"Saat ini, ada sekitar 4,2 juta pekerja sektor haji dan umrah, termasuk travel, katering, logistik, hingga UMKM, sangat bergantung pada tata kelola dana ini. Namun, investasi dana haji masih didominasi sektor konservatif, seperti deposito syariah, dengan imbal hasil yang relatif rendah," ungkap dia.
Pada saat yang sama, Indonesia menghadapi defisit pembiayaan operasional penyelenggaraan haji yang pada 2024 tercatat Rp7,5 triliun. Untuk itu, ia mengusulkan adanya pembentukan lembaga setingkat kementerian untuk mengelola dana haji.
“Kami merekomendasikan agar pemerintah segera membentuk lembaga setingkat kementerian yang mengintegrasikan kebijakan regulasi, pelayanan, dan pengelolaan dana haji," kata Murniati.

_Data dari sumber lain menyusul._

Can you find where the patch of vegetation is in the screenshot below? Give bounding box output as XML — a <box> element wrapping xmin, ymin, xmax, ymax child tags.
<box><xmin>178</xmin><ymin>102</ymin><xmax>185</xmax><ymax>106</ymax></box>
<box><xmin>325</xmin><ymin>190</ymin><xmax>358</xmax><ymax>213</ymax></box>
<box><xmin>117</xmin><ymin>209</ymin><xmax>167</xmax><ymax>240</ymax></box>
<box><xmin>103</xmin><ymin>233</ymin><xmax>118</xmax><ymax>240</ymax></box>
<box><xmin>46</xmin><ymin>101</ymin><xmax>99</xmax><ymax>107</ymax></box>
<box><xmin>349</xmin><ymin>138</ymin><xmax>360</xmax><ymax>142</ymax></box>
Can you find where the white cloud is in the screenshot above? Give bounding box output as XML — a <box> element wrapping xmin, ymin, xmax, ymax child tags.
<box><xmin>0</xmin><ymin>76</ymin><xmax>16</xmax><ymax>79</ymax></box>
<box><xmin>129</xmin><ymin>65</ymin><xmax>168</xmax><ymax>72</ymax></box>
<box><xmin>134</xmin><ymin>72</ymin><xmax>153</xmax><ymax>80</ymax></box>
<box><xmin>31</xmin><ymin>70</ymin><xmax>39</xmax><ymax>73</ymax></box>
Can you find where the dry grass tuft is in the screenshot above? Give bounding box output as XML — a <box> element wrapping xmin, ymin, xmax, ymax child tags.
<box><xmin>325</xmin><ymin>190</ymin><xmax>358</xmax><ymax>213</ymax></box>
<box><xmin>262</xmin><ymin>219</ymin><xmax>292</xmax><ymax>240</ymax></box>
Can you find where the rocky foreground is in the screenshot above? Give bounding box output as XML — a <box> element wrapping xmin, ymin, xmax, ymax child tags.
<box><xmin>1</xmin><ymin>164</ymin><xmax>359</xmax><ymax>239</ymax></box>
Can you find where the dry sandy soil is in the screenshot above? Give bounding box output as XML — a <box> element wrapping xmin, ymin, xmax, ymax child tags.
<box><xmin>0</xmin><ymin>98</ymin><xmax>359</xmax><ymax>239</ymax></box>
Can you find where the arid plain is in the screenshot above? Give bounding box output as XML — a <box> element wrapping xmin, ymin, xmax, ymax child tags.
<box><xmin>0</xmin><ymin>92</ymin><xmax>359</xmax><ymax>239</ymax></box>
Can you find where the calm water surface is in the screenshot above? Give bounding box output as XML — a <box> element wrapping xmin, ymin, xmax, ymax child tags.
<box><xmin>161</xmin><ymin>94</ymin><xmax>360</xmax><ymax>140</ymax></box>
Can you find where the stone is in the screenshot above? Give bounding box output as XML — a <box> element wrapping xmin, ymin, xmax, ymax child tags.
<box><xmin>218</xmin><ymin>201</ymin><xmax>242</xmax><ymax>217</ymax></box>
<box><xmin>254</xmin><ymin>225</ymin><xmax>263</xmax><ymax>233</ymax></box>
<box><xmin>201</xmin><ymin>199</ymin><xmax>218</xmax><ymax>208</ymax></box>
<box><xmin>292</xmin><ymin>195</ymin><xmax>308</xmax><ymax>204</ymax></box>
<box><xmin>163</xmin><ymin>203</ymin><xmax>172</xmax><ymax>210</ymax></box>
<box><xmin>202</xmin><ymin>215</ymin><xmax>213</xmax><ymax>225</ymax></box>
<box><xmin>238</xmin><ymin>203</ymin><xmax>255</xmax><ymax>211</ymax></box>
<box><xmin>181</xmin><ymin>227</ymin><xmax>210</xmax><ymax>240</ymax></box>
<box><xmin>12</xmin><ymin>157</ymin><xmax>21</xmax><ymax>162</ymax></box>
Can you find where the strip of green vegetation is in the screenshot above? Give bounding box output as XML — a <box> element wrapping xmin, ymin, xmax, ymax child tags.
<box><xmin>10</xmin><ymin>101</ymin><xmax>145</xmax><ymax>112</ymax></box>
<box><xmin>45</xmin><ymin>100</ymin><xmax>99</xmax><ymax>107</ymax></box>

"Selain itu, investasi dana haji perlu diarahkan ke sektor riil yang berdampak tinggi, seperti real estat halal, rumah sakit syariah, dan energi bersih,” tutur dia.
Ia menegaskan bahwa pelaksanaan ibadah haji tahun ini tidak boleh dilaksanakan secara main-main. Dengan begitu, pemerintah Arab Saudi bisa terus menambah kuota haji kepada Indonesia.
“Penyelenggaraan ibadah haji tahun depan, tahun 2026, tidak bisa lagi main-main, tidak bisa lagi bercanda. Pemerintah, apalagi sekarang sudah terbentuk Badan Penyelenggara Haji, harus benar-benar serius. Jika hal ini tetap dilakukan, dampaknya bisa-bisa kuota haji Indonesia akan dikurangi oleh Pemerintah Arab Saudi,” ujarnya.